We are using Aspose PDF Java lib 21.3 to traverse a document and all its pages to store paragraph text. We allocated 2GB memory for the process, the document is about 8M bytes with a bit over 3000 pages. It seems we have to allocated 4GB memory for this process to be complete in over 1 hour
The process ran a while and quickly ended with Out of Memory error. From what I see during the profiling, it looks like the PDF document maintains a list of generic objects, and that is the probably the root cause of OOM, even if we call page.freeMemory
The following the code snippet that caused OOM.

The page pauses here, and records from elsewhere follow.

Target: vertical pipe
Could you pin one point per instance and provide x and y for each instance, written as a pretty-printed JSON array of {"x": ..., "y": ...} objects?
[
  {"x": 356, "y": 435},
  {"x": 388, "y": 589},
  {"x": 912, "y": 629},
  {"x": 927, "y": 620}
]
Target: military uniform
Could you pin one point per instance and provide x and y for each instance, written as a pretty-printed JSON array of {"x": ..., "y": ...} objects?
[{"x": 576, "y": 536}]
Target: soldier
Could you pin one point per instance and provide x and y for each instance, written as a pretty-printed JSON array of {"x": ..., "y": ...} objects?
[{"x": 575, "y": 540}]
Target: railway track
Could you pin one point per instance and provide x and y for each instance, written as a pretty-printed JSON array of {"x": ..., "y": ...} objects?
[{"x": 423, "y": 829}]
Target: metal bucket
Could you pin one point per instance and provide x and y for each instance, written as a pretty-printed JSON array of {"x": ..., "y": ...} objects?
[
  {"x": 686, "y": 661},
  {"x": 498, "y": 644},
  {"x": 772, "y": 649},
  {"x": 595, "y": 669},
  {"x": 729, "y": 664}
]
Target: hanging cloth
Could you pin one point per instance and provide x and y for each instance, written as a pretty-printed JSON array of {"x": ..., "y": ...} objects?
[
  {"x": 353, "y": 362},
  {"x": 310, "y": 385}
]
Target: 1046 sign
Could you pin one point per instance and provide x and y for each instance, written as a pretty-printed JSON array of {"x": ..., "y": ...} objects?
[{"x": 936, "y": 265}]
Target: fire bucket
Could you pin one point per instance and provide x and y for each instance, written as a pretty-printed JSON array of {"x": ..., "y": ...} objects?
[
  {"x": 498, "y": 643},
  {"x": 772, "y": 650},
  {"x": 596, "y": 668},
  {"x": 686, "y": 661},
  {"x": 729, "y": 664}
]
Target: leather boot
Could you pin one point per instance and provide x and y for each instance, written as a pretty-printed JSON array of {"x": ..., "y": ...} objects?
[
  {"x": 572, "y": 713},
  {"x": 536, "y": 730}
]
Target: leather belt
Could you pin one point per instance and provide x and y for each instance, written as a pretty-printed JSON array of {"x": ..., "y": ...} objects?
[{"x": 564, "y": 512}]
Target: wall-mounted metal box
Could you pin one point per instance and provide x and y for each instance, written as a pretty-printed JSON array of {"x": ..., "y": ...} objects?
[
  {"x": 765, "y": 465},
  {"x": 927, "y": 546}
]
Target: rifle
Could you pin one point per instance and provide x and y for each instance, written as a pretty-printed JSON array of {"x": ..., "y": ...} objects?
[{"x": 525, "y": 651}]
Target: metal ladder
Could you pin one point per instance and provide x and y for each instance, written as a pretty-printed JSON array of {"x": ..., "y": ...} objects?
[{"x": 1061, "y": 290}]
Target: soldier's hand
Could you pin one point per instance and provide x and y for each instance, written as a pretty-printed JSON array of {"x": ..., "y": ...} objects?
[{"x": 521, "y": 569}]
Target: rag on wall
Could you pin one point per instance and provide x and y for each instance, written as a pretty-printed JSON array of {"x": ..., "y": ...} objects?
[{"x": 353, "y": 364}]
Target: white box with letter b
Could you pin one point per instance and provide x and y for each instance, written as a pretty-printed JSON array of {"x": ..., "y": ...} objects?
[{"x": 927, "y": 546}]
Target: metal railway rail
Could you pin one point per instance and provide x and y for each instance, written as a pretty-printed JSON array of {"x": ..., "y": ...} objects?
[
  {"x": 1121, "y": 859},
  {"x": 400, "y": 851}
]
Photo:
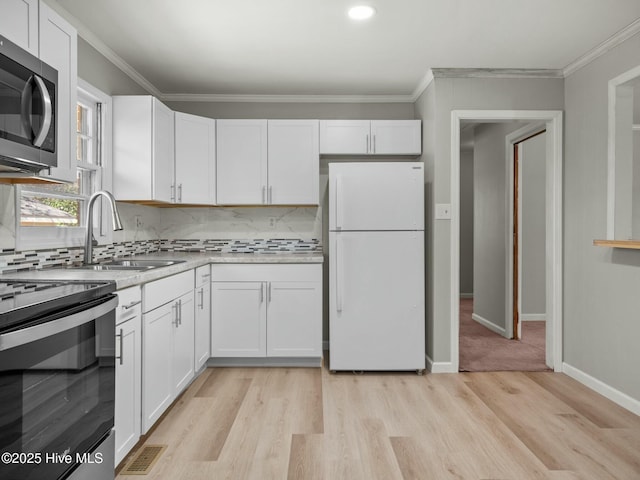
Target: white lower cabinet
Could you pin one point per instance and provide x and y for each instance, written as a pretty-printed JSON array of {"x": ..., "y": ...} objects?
[
  {"x": 266, "y": 310},
  {"x": 168, "y": 343},
  {"x": 202, "y": 309},
  {"x": 128, "y": 371}
]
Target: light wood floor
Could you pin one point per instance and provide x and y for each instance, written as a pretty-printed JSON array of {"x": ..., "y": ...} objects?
[{"x": 289, "y": 423}]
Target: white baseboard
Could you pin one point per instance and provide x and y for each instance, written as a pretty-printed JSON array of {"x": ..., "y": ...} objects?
[
  {"x": 439, "y": 367},
  {"x": 490, "y": 325},
  {"x": 603, "y": 389}
]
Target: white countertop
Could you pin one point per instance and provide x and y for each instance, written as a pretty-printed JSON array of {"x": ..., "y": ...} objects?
[{"x": 128, "y": 278}]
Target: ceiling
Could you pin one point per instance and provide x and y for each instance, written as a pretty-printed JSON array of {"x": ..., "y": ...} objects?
[{"x": 311, "y": 47}]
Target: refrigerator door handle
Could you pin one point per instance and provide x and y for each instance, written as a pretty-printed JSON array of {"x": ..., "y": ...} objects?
[
  {"x": 338, "y": 198},
  {"x": 339, "y": 275}
]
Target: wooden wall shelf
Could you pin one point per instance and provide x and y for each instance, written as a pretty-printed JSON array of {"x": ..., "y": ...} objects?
[{"x": 630, "y": 244}]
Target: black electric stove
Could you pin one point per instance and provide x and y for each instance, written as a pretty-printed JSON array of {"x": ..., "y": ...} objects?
[{"x": 24, "y": 302}]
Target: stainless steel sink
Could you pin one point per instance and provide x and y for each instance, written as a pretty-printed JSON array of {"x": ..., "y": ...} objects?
[{"x": 142, "y": 263}]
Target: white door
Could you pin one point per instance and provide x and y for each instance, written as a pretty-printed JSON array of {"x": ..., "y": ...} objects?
[
  {"x": 294, "y": 162},
  {"x": 163, "y": 155},
  {"x": 157, "y": 391},
  {"x": 202, "y": 324},
  {"x": 19, "y": 23},
  {"x": 376, "y": 301},
  {"x": 396, "y": 137},
  {"x": 241, "y": 154},
  {"x": 344, "y": 137},
  {"x": 238, "y": 328},
  {"x": 195, "y": 159},
  {"x": 59, "y": 48},
  {"x": 376, "y": 196},
  {"x": 294, "y": 319},
  {"x": 128, "y": 377},
  {"x": 183, "y": 346}
]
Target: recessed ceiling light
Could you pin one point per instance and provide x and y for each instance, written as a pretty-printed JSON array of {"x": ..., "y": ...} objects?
[{"x": 361, "y": 12}]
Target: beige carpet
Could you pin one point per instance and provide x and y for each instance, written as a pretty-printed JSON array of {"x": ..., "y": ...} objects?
[{"x": 482, "y": 350}]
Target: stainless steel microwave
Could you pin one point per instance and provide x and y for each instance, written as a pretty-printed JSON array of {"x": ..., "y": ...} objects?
[{"x": 28, "y": 108}]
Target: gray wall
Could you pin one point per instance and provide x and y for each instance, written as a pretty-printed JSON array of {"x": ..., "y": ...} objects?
[
  {"x": 601, "y": 301},
  {"x": 532, "y": 239},
  {"x": 466, "y": 222},
  {"x": 465, "y": 93}
]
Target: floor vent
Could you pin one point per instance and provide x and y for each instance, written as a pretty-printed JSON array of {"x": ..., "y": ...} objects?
[{"x": 144, "y": 460}]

Document doc = new Document(documentPath);
int limit = doc.getPages().size();
int id = 0;
for (int page = 1; page <= limit; page++) {
ParagraphAbsorber paragraphAbsorber = new ParagraphAbsorber();
Page pageObject = doc.getPages().get_Item(page);
paragraphAbsorber.visit(pageObject);
for (PageMarkup markup : paragraphAbsorber.getPageMarkups()) {
for (MarkupSection section : markup.getSections()) {
for (MarkupParagraph paragraph : section.getParagraphs()) {
String text = paragraph.getText();
repository.save(new Extract(documentId, page, text, id));
id++;
}
}
}
pageObject.freeMemory();
}
Is there something we did wrong? For a 8M bytes PDF with 4GB memory, it does not scale well for multiple documents.